The oily Valentinian raised his hand and extended a thumb upwards. The drawn sword. Death.
Decius reached out a hand. Canus took it. The amount Decius could actually do to lift the giant to his feet was almost nothing, but the symbol was the important thing anyway.
“No!” yelled Valentinian. “Kill him! You’re supposed to kill him!” He stamped his foot like a child demanding his favourite toy. “Kill him, kill him, kill him! He’s useless to me!”
Decius looked at Canus.
“Take that stupid helmet off,” he said. Canus did so.
“Good call,” he said. “I wouldn’t want to spoil my aim.”
One of Canus’ giant paws closed around the trident and lifted it easily from Decius’ grasp. He closed one eye. Valentinian looked around, nervously.
“Guards!
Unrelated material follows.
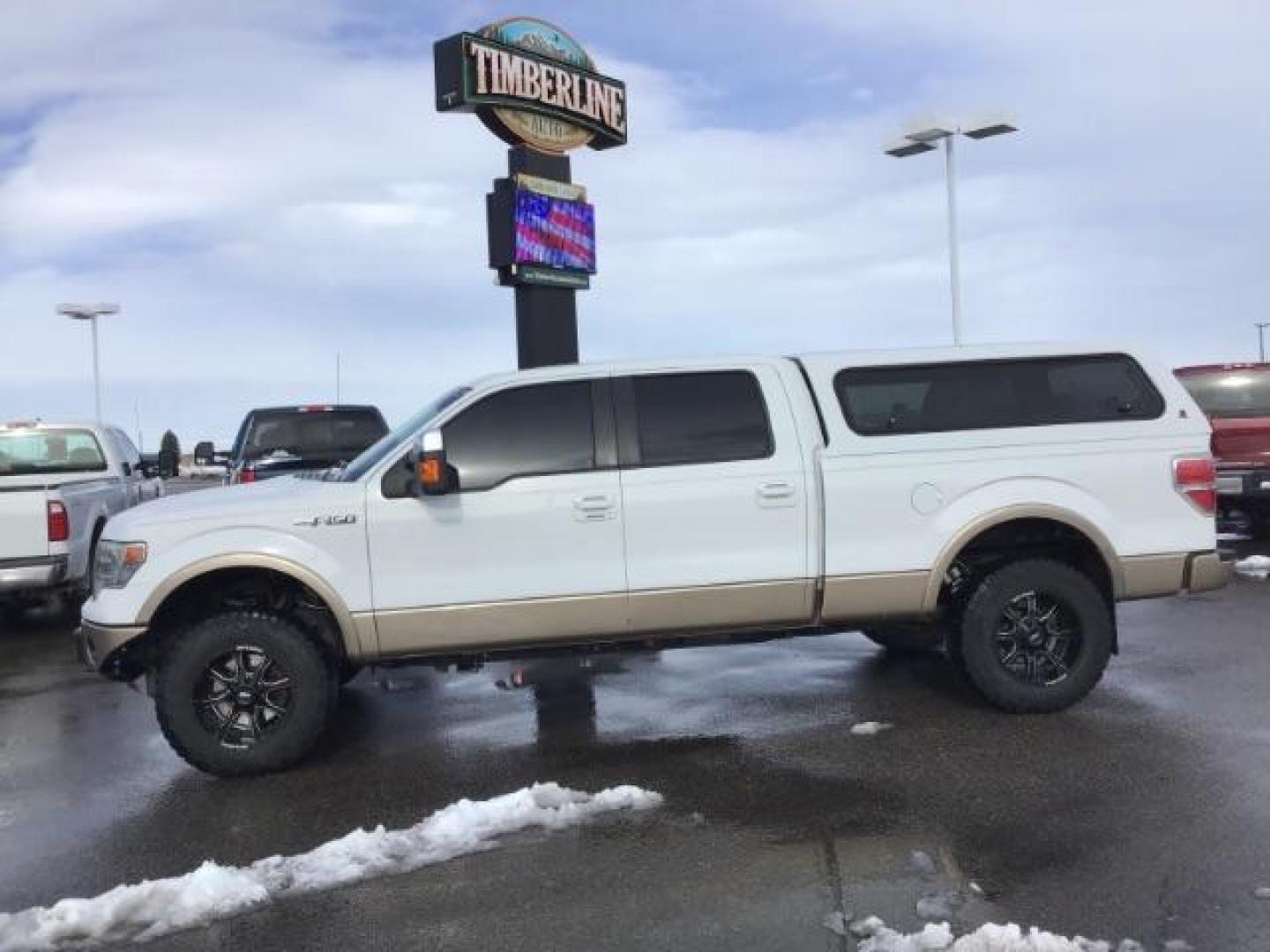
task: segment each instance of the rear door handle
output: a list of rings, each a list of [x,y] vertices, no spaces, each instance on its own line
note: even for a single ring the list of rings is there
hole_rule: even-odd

Seize that man!”
Nobody seemed very interested in seizing Canus as he tested the weight of the trident, aimed directly at the highest seat in the shaded box.
It flew beautifully, describing a nearly perfectly straight line from Canus’ hand to-
The back of the chair, where it embedded itself, vibrating from the force of the impact.
Valentinian looked at the trident in horror, penetrating right through the space he had been a moment earlier. He looked around at the smirks of his guests.
“Well?” he said, panting. “What’s so funny?”
Then he looked down at himself, at the floor, and understood.

“You know, I’ve seen you fight before,” said Decius as he and Canus left the arena.
“Your point being?” asked the giant.
“You were holding back. You could have killed me any time.”
“Maybe.”
“Of course, I’m honour-bound to demand a rematch,” said Decius.
“Maybe,” said Canus.
Then they parted ways, and Decius went to find Camelia.